De volta às coxias, o ator que interpreta o humilde lavrador aproveita
para retomar com o outro que interpreta a morte o sussurro que havia
interrompido. Desanca o diretor, diz que não dá para mostrar desespero com
um texto daqueles, inverossímil, ninguém vai falar com a morte daquele jeito
depois de perder a mulher de uma maneira violenta. Resmunga baixinho
qualquer coisa sobre o tipo de representação que aquela cena exige, na sua
opinião, e que tem a ver com um certo distanciamento. De repente, no meio
da frase sussurrada, olhando o relógio (não precisa tirá-lo, estão apenas
ensaiando), exclama a hora num murmúrio, fala qualquer coisa sobre o atraso
da própria mulher, que ela já devia ter chegado, e ao mesmo tempo em que
diz isso, o iluminador no mezanino tenta inutilmente sussurrar o final da sua
piada, porque mal esboça o desenlace cômico e os dois atores já estão de volta
ao palco, seguindo os sinais mudos da assistente do diretor, e o homem ao
fundo da sala, após uns instantes parado indistinto dentro da sombra, já
avança alguns passos pelo corredor lateral da platéia.

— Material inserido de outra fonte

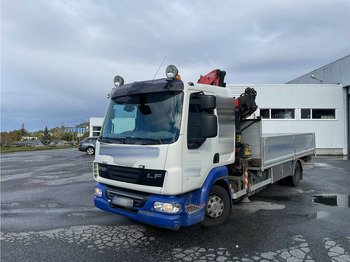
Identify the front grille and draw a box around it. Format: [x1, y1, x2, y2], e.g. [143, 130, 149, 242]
[185, 204, 203, 214]
[106, 186, 151, 207]
[98, 164, 165, 187]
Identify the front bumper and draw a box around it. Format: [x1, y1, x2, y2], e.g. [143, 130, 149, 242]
[94, 183, 205, 230]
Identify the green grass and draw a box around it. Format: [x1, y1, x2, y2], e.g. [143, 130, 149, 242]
[1, 146, 78, 154]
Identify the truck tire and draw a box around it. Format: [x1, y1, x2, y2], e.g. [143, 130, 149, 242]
[86, 146, 95, 156]
[201, 185, 231, 228]
[287, 162, 302, 187]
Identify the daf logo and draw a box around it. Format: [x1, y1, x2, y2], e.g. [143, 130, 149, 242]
[98, 166, 108, 172]
[147, 173, 162, 179]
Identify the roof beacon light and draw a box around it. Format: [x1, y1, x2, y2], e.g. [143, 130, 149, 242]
[165, 65, 179, 79]
[113, 76, 124, 87]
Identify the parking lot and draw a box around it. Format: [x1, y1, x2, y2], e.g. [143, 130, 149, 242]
[1, 149, 350, 262]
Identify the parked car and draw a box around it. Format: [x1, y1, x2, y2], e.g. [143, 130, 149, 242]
[78, 136, 98, 155]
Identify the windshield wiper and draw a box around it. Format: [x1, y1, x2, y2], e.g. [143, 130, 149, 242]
[125, 136, 163, 145]
[98, 137, 125, 144]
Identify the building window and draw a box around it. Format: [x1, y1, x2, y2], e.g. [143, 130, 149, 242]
[260, 109, 270, 119]
[271, 109, 295, 119]
[301, 109, 311, 119]
[312, 109, 335, 119]
[301, 109, 335, 119]
[260, 109, 295, 119]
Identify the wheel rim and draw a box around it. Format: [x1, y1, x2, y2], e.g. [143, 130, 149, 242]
[206, 195, 225, 218]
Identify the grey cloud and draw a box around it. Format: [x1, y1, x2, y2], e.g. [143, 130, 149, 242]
[1, 0, 350, 131]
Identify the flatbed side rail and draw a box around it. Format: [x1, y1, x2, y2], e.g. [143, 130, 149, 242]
[260, 133, 315, 171]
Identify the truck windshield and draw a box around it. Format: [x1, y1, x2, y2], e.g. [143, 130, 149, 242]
[99, 91, 183, 145]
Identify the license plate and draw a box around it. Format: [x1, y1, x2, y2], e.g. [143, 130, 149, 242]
[112, 196, 134, 208]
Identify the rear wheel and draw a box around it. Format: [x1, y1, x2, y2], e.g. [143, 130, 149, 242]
[86, 147, 95, 156]
[287, 162, 302, 187]
[201, 185, 231, 227]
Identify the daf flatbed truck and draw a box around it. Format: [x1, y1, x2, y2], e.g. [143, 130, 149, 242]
[93, 66, 315, 230]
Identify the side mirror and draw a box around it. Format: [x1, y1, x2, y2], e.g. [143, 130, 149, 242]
[200, 94, 216, 111]
[201, 114, 218, 138]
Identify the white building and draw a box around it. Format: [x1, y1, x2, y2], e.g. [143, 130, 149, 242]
[226, 84, 348, 155]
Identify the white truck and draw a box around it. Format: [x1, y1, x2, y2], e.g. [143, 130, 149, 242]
[93, 66, 315, 230]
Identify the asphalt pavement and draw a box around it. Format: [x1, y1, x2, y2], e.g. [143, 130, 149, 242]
[0, 149, 350, 262]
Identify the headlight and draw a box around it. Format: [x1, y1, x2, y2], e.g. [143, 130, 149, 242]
[165, 65, 179, 79]
[95, 187, 102, 197]
[153, 202, 181, 213]
[113, 76, 124, 87]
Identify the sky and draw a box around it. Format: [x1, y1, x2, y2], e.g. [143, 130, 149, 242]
[1, 0, 350, 132]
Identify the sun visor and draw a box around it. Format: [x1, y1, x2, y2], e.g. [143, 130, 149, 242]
[111, 78, 184, 100]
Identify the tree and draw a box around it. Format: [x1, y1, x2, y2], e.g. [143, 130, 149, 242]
[40, 126, 52, 146]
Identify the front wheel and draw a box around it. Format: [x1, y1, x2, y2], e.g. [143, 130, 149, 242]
[86, 147, 95, 156]
[201, 185, 231, 227]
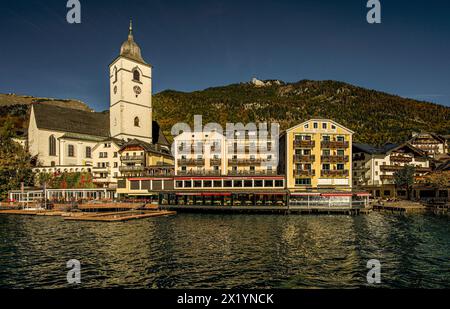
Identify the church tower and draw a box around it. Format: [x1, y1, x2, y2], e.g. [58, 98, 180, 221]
[109, 22, 152, 143]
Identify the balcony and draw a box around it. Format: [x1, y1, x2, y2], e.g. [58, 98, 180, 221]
[228, 170, 278, 176]
[228, 159, 263, 165]
[177, 171, 221, 176]
[178, 159, 205, 166]
[320, 170, 350, 178]
[209, 159, 222, 165]
[294, 140, 316, 148]
[119, 165, 145, 173]
[294, 170, 316, 177]
[92, 166, 109, 173]
[120, 156, 145, 163]
[380, 165, 431, 173]
[294, 155, 316, 163]
[390, 155, 412, 163]
[320, 156, 350, 163]
[321, 141, 350, 149]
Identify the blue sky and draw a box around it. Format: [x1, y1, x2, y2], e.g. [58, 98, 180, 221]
[0, 0, 450, 110]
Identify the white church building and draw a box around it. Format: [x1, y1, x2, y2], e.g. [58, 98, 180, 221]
[28, 23, 169, 184]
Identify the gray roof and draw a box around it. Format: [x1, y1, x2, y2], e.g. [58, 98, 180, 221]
[120, 139, 172, 157]
[33, 104, 109, 137]
[353, 143, 399, 154]
[33, 104, 170, 147]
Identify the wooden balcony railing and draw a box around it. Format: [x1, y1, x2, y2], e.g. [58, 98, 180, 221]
[320, 156, 350, 163]
[294, 170, 316, 177]
[120, 156, 145, 162]
[228, 159, 263, 165]
[390, 155, 412, 163]
[380, 165, 431, 173]
[119, 165, 145, 173]
[178, 159, 205, 166]
[294, 140, 316, 148]
[209, 159, 222, 165]
[294, 155, 316, 163]
[321, 141, 350, 149]
[321, 170, 350, 177]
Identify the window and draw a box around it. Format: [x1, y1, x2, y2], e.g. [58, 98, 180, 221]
[68, 145, 75, 158]
[48, 135, 56, 156]
[295, 178, 311, 186]
[113, 67, 117, 83]
[86, 146, 92, 159]
[133, 69, 141, 82]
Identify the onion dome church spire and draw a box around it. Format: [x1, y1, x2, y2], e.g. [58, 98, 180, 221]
[120, 20, 146, 64]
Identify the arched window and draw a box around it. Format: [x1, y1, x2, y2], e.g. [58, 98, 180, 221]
[133, 69, 141, 82]
[48, 135, 56, 156]
[86, 146, 92, 159]
[113, 67, 117, 82]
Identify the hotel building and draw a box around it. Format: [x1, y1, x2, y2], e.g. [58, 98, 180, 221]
[353, 143, 432, 198]
[280, 119, 353, 193]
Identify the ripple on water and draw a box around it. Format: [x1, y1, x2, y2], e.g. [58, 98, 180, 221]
[0, 213, 450, 288]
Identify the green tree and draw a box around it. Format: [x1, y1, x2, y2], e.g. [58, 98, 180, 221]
[394, 165, 416, 200]
[0, 119, 34, 200]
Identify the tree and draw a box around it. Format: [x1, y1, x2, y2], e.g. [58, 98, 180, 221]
[394, 165, 416, 200]
[0, 119, 34, 200]
[425, 171, 450, 190]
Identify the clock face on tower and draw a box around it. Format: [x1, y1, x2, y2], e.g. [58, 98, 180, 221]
[133, 86, 142, 97]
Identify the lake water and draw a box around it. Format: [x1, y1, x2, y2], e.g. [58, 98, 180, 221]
[0, 213, 450, 288]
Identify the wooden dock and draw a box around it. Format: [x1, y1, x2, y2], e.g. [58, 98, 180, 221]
[64, 210, 176, 222]
[373, 201, 428, 213]
[0, 209, 176, 222]
[160, 205, 366, 215]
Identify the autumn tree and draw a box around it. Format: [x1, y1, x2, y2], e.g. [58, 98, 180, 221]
[0, 119, 34, 199]
[394, 165, 416, 200]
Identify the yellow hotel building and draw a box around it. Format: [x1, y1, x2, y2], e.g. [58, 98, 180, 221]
[280, 119, 354, 192]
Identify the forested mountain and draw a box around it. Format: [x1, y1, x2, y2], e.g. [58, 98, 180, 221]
[153, 80, 450, 145]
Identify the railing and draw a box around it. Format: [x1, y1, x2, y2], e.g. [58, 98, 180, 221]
[177, 171, 221, 176]
[390, 156, 412, 163]
[178, 159, 205, 166]
[320, 170, 350, 177]
[228, 171, 278, 176]
[294, 155, 316, 163]
[119, 166, 145, 172]
[209, 159, 222, 165]
[321, 141, 350, 149]
[380, 165, 432, 173]
[228, 159, 263, 165]
[294, 140, 316, 148]
[294, 170, 316, 177]
[320, 156, 350, 163]
[120, 156, 145, 162]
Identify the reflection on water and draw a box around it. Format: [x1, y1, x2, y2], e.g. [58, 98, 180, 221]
[0, 213, 450, 288]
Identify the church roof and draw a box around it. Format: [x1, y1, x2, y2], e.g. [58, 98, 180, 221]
[33, 103, 170, 148]
[120, 21, 147, 64]
[33, 104, 109, 137]
[120, 139, 172, 157]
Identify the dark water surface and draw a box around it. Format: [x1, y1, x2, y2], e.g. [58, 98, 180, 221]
[0, 213, 450, 288]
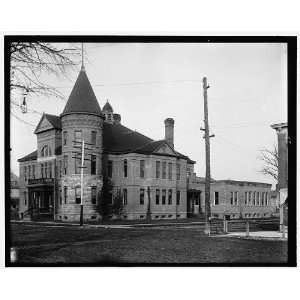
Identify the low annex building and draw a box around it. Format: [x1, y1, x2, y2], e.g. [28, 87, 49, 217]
[18, 67, 274, 221]
[187, 174, 276, 219]
[18, 67, 195, 221]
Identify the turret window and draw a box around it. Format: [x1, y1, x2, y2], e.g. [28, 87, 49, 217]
[74, 130, 82, 144]
[75, 187, 81, 204]
[91, 155, 96, 175]
[41, 145, 51, 157]
[63, 131, 68, 146]
[156, 161, 160, 178]
[92, 186, 97, 204]
[168, 163, 172, 180]
[107, 160, 113, 178]
[140, 160, 145, 178]
[64, 155, 68, 175]
[91, 131, 97, 145]
[124, 159, 128, 177]
[162, 161, 167, 179]
[74, 153, 81, 174]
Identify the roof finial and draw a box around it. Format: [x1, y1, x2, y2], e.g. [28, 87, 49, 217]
[81, 43, 85, 71]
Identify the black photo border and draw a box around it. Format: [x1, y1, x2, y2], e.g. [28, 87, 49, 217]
[4, 35, 297, 267]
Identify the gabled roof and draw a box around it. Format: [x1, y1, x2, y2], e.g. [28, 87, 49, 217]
[18, 123, 195, 164]
[61, 68, 102, 116]
[34, 113, 61, 133]
[45, 114, 61, 129]
[18, 146, 62, 162]
[103, 123, 195, 164]
[102, 101, 114, 112]
[18, 150, 37, 162]
[103, 123, 153, 153]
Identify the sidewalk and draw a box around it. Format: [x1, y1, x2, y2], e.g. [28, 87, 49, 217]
[218, 231, 288, 241]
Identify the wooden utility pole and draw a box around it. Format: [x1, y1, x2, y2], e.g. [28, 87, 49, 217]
[200, 77, 214, 234]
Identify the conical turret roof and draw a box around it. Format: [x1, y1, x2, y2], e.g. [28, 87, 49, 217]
[61, 67, 102, 116]
[103, 100, 114, 112]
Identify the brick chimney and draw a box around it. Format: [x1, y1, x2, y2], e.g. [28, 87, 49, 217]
[165, 118, 174, 148]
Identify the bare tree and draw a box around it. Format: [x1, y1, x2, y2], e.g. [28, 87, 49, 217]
[258, 144, 278, 182]
[10, 42, 80, 98]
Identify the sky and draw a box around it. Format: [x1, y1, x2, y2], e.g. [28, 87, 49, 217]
[11, 43, 287, 188]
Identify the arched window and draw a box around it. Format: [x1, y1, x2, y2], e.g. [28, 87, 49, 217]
[124, 159, 128, 177]
[41, 145, 48, 157]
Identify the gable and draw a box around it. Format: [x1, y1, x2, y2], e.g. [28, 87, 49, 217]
[154, 143, 176, 155]
[34, 115, 55, 133]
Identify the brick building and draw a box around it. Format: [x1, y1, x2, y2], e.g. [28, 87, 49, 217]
[187, 174, 276, 219]
[18, 67, 195, 221]
[271, 123, 288, 225]
[18, 67, 272, 221]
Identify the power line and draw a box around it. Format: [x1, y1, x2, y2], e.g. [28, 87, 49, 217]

O ator que interpreta o humilde lavrador vira-se para o outro, que
interpreta a morte, embora sem foice ou manto (estão apenas ensaiando), e
vai abrir a boca quando percebe que, em vez de olhá-lo, o diretor, sempre
com a mão na coxa da assistente, cochicha algo ao seu ouvido que a faz levar
a mão aos lábios para impedir que o riso transborde. Percebe o diretor, que
está no centro da sala, na quinta fila, mas não o vulto que avança pelo lado,
na penumbra. Irritado, o ator repete a cena idêntica à que tinha feito antes,
declamando sua fala com o mesmo distanciamento que lhe parece tão
apropriado, ao que o diretor enfurecido se levanta e, balançando os braços
e
sacudindo a cabeça, mudo, dá a entender que está péssimo.

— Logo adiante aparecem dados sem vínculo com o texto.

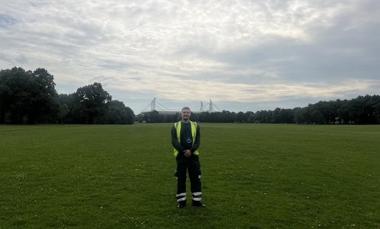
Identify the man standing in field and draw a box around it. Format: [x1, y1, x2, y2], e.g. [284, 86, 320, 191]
[171, 107, 205, 208]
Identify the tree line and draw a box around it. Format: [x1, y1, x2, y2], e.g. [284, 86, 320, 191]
[137, 95, 380, 124]
[0, 67, 135, 124]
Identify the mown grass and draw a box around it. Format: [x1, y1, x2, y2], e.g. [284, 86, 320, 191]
[0, 124, 380, 228]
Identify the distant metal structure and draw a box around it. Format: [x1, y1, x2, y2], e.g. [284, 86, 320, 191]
[142, 97, 220, 113]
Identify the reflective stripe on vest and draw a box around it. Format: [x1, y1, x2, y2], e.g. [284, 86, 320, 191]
[173, 121, 199, 157]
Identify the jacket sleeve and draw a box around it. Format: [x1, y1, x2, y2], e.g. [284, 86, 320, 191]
[171, 126, 183, 153]
[191, 124, 201, 152]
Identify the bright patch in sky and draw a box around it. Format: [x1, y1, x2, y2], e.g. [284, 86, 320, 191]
[0, 0, 380, 113]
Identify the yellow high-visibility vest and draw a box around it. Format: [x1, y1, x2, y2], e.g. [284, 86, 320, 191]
[173, 120, 199, 157]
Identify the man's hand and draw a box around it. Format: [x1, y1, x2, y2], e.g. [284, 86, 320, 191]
[184, 149, 191, 157]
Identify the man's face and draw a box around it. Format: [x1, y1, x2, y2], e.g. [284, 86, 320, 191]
[181, 109, 191, 120]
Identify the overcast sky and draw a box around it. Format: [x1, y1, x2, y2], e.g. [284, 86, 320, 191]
[0, 0, 380, 113]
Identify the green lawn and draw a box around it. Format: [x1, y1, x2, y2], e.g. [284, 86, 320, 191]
[0, 124, 380, 228]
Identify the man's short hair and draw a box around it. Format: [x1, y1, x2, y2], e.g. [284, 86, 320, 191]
[181, 107, 191, 112]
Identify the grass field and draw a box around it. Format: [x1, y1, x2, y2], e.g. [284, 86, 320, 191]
[0, 124, 380, 228]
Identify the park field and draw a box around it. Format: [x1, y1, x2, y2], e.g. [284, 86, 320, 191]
[0, 123, 380, 229]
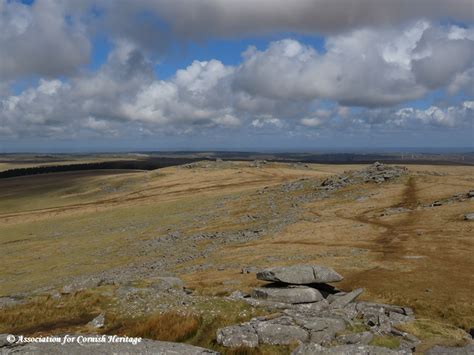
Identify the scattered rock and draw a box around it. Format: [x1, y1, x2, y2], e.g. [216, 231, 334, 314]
[149, 277, 184, 291]
[217, 323, 258, 348]
[229, 291, 250, 300]
[336, 332, 374, 345]
[252, 286, 323, 304]
[218, 265, 419, 355]
[331, 288, 364, 308]
[255, 321, 309, 345]
[240, 266, 260, 274]
[425, 344, 474, 355]
[321, 162, 407, 190]
[257, 265, 343, 285]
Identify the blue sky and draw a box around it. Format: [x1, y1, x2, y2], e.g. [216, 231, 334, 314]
[0, 0, 474, 152]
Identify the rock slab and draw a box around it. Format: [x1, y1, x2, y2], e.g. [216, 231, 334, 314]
[252, 286, 324, 304]
[257, 265, 343, 285]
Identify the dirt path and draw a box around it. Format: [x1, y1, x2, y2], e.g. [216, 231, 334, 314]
[355, 177, 418, 261]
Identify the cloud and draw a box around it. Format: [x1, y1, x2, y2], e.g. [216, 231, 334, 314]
[117, 0, 474, 38]
[234, 21, 474, 107]
[0, 0, 91, 80]
[0, 21, 474, 142]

Com a nova interrupção, o iluminador trata de retomar do início a
piada que contava ao técnico, porque, a cada vez que a retoma, volta sempre
ao começo com medo de que a quebra interfira no efeito cômico. Seu
sussurro agora é mais corrido, tentando fazer caber a piada inteira no espaço
de tempo entre a interrupção do diretor e o retorno dos atores ao palco. Nas
coxias, enquanto olha o relógio (estão apenas ensaiando), o ator que faz o
humilde lavrador repete baixinho ao outro, que faz a morte, que a mulher a
esta altura já devia ter chegado, como tinham combinado, porque ele próprio
lhe dissera que tudo terminaria às cinco, não podia imaginar que o diretor
se revelasse um tamanho idiota justamente com esse texto inverossímil, e que o ensaio se arrastasse tanto.

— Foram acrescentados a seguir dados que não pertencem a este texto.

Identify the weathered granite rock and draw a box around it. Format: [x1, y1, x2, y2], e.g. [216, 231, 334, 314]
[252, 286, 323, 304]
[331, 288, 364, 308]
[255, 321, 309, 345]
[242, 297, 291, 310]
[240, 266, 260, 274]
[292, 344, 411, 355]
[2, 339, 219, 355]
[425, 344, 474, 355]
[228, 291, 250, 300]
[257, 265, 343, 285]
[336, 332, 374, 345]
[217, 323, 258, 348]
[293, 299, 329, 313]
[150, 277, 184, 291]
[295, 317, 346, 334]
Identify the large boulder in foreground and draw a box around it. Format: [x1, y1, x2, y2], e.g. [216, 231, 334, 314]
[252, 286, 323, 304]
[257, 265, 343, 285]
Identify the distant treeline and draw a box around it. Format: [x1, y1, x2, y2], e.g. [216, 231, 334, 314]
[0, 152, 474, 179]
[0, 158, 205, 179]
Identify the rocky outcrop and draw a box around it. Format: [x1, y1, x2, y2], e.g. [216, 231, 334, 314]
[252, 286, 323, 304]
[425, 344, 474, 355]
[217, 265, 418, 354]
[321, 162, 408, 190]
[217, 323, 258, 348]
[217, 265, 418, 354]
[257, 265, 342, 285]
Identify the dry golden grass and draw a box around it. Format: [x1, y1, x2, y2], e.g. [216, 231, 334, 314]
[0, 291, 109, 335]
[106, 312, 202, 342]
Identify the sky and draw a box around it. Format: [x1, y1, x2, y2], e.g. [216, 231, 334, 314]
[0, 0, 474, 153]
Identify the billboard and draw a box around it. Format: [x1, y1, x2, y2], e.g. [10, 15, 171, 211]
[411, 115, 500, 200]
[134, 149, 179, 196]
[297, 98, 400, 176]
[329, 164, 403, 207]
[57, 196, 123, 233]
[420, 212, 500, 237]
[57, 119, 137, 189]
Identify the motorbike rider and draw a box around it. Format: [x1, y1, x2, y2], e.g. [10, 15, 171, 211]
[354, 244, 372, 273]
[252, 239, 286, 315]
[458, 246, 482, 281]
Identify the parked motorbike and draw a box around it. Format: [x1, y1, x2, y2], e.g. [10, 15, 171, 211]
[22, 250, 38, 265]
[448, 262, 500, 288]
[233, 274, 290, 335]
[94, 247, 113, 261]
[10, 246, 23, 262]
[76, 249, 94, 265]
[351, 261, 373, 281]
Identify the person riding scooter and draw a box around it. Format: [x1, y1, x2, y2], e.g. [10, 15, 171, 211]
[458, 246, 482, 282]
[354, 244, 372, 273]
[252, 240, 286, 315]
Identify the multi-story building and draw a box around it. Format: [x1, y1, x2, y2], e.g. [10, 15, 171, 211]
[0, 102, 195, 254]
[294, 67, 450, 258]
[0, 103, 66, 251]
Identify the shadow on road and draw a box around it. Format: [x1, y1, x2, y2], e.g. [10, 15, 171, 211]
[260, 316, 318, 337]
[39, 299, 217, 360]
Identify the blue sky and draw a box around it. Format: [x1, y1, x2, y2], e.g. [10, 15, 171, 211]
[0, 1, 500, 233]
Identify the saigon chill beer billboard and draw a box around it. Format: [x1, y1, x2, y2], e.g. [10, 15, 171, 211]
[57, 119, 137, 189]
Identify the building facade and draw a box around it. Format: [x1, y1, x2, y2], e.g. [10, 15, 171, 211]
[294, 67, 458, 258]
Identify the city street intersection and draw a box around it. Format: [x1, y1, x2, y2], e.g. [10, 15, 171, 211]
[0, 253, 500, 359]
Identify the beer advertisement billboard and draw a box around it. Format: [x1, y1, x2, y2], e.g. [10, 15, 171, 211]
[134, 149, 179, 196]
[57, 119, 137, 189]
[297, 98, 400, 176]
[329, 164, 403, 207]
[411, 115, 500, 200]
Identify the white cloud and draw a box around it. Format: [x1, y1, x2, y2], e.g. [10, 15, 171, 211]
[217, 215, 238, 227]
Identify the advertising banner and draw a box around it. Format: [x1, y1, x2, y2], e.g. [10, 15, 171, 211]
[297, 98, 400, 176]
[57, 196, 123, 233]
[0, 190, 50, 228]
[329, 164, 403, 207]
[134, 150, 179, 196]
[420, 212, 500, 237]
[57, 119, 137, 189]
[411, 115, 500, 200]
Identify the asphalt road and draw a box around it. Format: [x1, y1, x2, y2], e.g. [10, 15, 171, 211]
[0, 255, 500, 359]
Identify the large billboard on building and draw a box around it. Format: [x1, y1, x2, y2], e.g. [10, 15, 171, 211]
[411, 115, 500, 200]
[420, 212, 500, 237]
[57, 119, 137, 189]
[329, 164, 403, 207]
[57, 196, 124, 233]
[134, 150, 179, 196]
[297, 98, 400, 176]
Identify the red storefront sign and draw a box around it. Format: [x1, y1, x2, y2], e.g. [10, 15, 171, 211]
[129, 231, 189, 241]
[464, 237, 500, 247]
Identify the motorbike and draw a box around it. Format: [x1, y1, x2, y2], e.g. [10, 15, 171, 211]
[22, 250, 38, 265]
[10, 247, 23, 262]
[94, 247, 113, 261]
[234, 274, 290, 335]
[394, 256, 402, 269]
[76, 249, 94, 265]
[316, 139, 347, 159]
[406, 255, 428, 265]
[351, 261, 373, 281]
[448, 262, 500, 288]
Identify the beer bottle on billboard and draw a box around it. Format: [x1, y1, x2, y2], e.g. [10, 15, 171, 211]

A assistente dá o sinal mudo para que recomecem e o iluminador
interrompe inconformado, mais uma vez, já quase no fim, a piada que
sussurrava ao técnico no mezanino, e que corre o risco de perder a graça pela
repetição. O homem que vinha avançando lentamente pelo corredor lateral
agora pára à altura da quinta fila ao ver os dois atores de novo no palco.
O
humilde lavrador vira-se para a morte e diz: "Você é o malfeitor." O diretor
pede que parem. O tom compreensivo de sua voz é apenas um disfarce que
o ator está cansado de conhecer e em geral precede uma crise de nervos. O
diretor está tentando se controlar, sussurra: "Será que você não compreende?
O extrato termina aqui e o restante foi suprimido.